Looking into the matter, we learned of several dozen cases nationwide. As unsettling as these cases were, within them we often found something even more disturbing, a pattern of institutional cover-up. We found bishops far more focused on protecting the image of their diocese than on aiding the pedophilia victims. We found bishops who failed to remove known molesters from active church ministry and, instead, transferred them to locations where they continued their ways.
Nowhere did we find guidelines for bishops confronted with pedophilic priests in their midst. We called for such guidelines. We asked the church leadership to tackle this problem head-on and to view it primarily as a pastoral and moral issue – not solely a legal one.
But with few exceptions, the bishops have not responded. The church’s moral posture in society is at great risk as a result. Potential lawsuit settlements could cost billions of dollars. Millions have already been paid, and dioceses are increasingly finding insurance companies closing their doors to the church.

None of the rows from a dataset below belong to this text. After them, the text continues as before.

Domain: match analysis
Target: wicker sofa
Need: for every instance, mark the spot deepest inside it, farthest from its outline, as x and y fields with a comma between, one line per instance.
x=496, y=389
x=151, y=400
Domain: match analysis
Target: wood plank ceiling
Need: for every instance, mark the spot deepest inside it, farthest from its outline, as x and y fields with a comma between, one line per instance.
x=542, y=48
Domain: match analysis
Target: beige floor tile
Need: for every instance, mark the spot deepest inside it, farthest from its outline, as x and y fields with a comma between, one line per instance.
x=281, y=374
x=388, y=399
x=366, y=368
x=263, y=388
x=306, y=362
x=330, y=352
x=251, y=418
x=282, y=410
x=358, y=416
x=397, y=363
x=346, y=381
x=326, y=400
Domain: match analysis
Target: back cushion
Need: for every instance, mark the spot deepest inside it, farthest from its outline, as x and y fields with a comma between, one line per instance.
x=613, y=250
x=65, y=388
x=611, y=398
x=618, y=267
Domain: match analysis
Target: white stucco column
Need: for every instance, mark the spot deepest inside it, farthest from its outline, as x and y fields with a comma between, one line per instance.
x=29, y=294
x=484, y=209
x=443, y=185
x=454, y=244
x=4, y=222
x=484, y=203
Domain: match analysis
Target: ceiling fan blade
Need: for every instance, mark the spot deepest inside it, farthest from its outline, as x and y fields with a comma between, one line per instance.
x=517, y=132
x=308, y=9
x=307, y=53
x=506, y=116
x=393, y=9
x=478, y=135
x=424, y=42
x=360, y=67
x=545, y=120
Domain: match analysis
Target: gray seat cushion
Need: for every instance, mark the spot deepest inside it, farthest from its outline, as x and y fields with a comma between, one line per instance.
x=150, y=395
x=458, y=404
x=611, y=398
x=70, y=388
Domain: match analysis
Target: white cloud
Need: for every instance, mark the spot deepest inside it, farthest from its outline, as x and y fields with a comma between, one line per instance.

the bishops discussed pedophilia.
As late as last November, the U.S. bishops appeared yet unable or unwilling to comprehend the dimensions of the problem. In executive session at their annual meeting, the bishops discussed pedophilia, but from a legal – not pastoral – perspective. To the best of our knowledge the only person to speak on the matter behind those doors was Green Bay Bishop Adam Madia, NCCB canonical affairs chairman. Madia addressed only canonical and legal matters. As the bishops delay, the gravity of the issue increases. About 140 church-related pedophilia cases have been reported to church officials with nearly 100 having entered the legal system; many more are quietly being settled out of court. The possibility of a class-action suit looms real.
At least three major U.S. media groups are investigaing pedophilia in Catholic dioceses. Attention-grabbing new revelations are certain to come. The possibility of bishops being charged by prosecutors for complicity in failing to curtail the actions of offender priests looms as well.
And what will the public make of it? The public will be scandalized, particularly by the bishops’ insentitivity to the children and their parents.
Again, we call upon the U.S. bishops to seize the initiative on this grave issue. What is required?
First, find out the facts and share them openly. Enough church personnel have already been convicted for us to see we need a thorough look at what is going on. Such an investigation must include a thorough probe of the conflicts that exist within the clergy, conflicts that express themselves in peculiar patterns of relationships, personality styles and behavior.
Second, take an unequivocal stand in identifying and removing from pastoral service any and all who have been convicted of pedophilia offenses or who have otherwise compromised the trust that is the hallmark of their ministries. Make it clear to the public that such actions will not be tolerated by the church.
Third, develop a national policy that responds to the pastoral needs of victims and their families. Make it known that every church resource will be used to support and assist those who have been unwitting victims of sexual abuse.
Fourth, do not fall back on the advice of lawyers. In the final analysis, this is a moral issue that cries out for moral and pastoral answers. The response cannot be that of an institution, but of a church. We are not talking here about cash settlements, but about justice in the church. Bishops may be seen to be condoning immorality in order to protect the institution. They will not succeed.